Sí que es cierto es que el de Rush es el mejor y más ambicioso guión de todos los que han caído en las manos de Howard, un realizador que hasta el mencionado Oscar como director -y pese a las bondades de Apolo 13- permanecía anclado a comedias ligeras y fantasías de efectos visuales. Pero pese al equilibrio del libreto, que delata la experiencia de Morgan en el género deportivo (por cierto: no se pierdan The Damned United) sería injusto no reconocer los abundantes méritos de la puesta en escena de Howard, que al fin y al cabo es lo que finalmente impulsa a Rush por encima de la media de largometrajes. El director narra con todos los recursos a su disposición una historia perfectamente medida, que combina magistralmente el retrato de personajes con el espectáculo, así como el drama y hasta el humor, pero lo hace con un entusiasmo que se olvida tanto de envaramientos clasicistas como de excesos modernos y, sobre todo, con un ritmo que no decae nunca.

Porque Rush es, verdaderamente y más allá de su historia, una verdadera delicia para el espectador cinematográfico, aquel que no espera a ver las películas en la pantalla de un ordenador. En ella el director de fotografía Anthony Dod Mantle, habitual de Lars Von Trier y Danny Boyle, y la música del ubicuo Hans Zimmer (demostrando por enésima vez por qué él es el sonido de las películas de estas dos últimas décadas) se coordinan con un montaje perfecto y un extraordinario diseño de producción (la reproducción de época y del mundo de las carreras es, en una palabra, fascinante) para dar vida a un espectáculo inesperadamente emotivo, dramático y espectacular.

En Rush, Howard retrata la pasión de dos individuos radicalmente opuestos, tanto en los circuitos como en la vida, que pese a su ética opuesta finalmente coinciden en lo esencial.
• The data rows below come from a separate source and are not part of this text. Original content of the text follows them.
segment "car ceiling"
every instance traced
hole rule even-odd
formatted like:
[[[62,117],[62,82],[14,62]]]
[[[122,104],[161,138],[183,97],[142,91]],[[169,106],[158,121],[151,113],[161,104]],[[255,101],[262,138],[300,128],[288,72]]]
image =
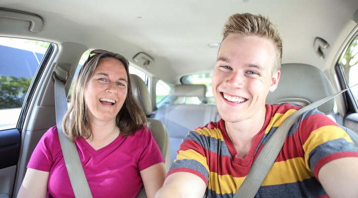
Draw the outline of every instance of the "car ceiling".
[[[19,37],[112,50],[132,64],[132,57],[144,52],[155,61],[147,71],[176,84],[183,75],[212,70],[218,48],[208,44],[221,41],[224,23],[235,13],[259,13],[278,25],[283,41],[282,63],[305,63],[327,70],[357,25],[353,15],[358,1],[1,0],[0,7],[42,19],[42,31],[18,32]],[[1,35],[10,32],[0,28]],[[314,49],[317,37],[330,45],[325,59]]]

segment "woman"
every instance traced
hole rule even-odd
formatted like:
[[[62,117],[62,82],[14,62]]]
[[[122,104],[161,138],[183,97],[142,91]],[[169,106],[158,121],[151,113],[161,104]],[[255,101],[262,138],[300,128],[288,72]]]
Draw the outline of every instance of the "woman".
[[[153,198],[165,179],[164,159],[129,76],[122,56],[91,51],[64,118],[64,132],[76,143],[94,198],[135,197],[143,184]],[[43,135],[27,167],[18,197],[74,197],[56,126]]]

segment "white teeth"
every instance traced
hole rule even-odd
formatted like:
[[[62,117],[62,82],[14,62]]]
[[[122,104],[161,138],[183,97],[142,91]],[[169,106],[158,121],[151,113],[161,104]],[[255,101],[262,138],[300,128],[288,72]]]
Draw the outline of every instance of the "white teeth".
[[[99,100],[100,100],[100,101],[105,101],[106,102],[112,102],[113,103],[116,103],[116,101],[115,101],[115,100],[112,99],[102,98],[102,99],[100,99]]]
[[[224,98],[227,99],[229,101],[234,102],[242,102],[245,101],[245,99],[239,97],[234,97],[228,95],[223,94]]]

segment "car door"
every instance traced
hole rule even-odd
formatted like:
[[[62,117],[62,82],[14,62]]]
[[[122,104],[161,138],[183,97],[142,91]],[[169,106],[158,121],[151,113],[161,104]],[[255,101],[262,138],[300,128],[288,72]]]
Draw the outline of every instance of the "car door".
[[[358,30],[349,40],[335,67],[341,89],[358,84]],[[343,125],[358,134],[358,85],[352,87],[343,95],[342,112],[339,116]]]
[[[0,197],[13,197],[23,148],[21,131],[35,90],[53,47],[0,37]]]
Resumiendo: uno es un inconsciente deportista que arriesga todo para ganar y el otro es un portentoso ingeniero y piloto calculador. De su rivalidad profesional y enemistad personal, perfectamente captada por dos actores que nunca han estado mejor (atención a la escena final dentro de un hangar, así como al acento e interpretación de un extraordinario Daniel Brühl), surge tanto el drama como la emoción de una película sobre la búsqueda de sentido de la existencia, que está llena hasta las cejas de matices íntimos y heroicos. Y que, repito, además es un placer para los sentidos. Sin duda, una de las sorpresas de la temporada e incluso una de las películas verdaderamente buenas del año en curso.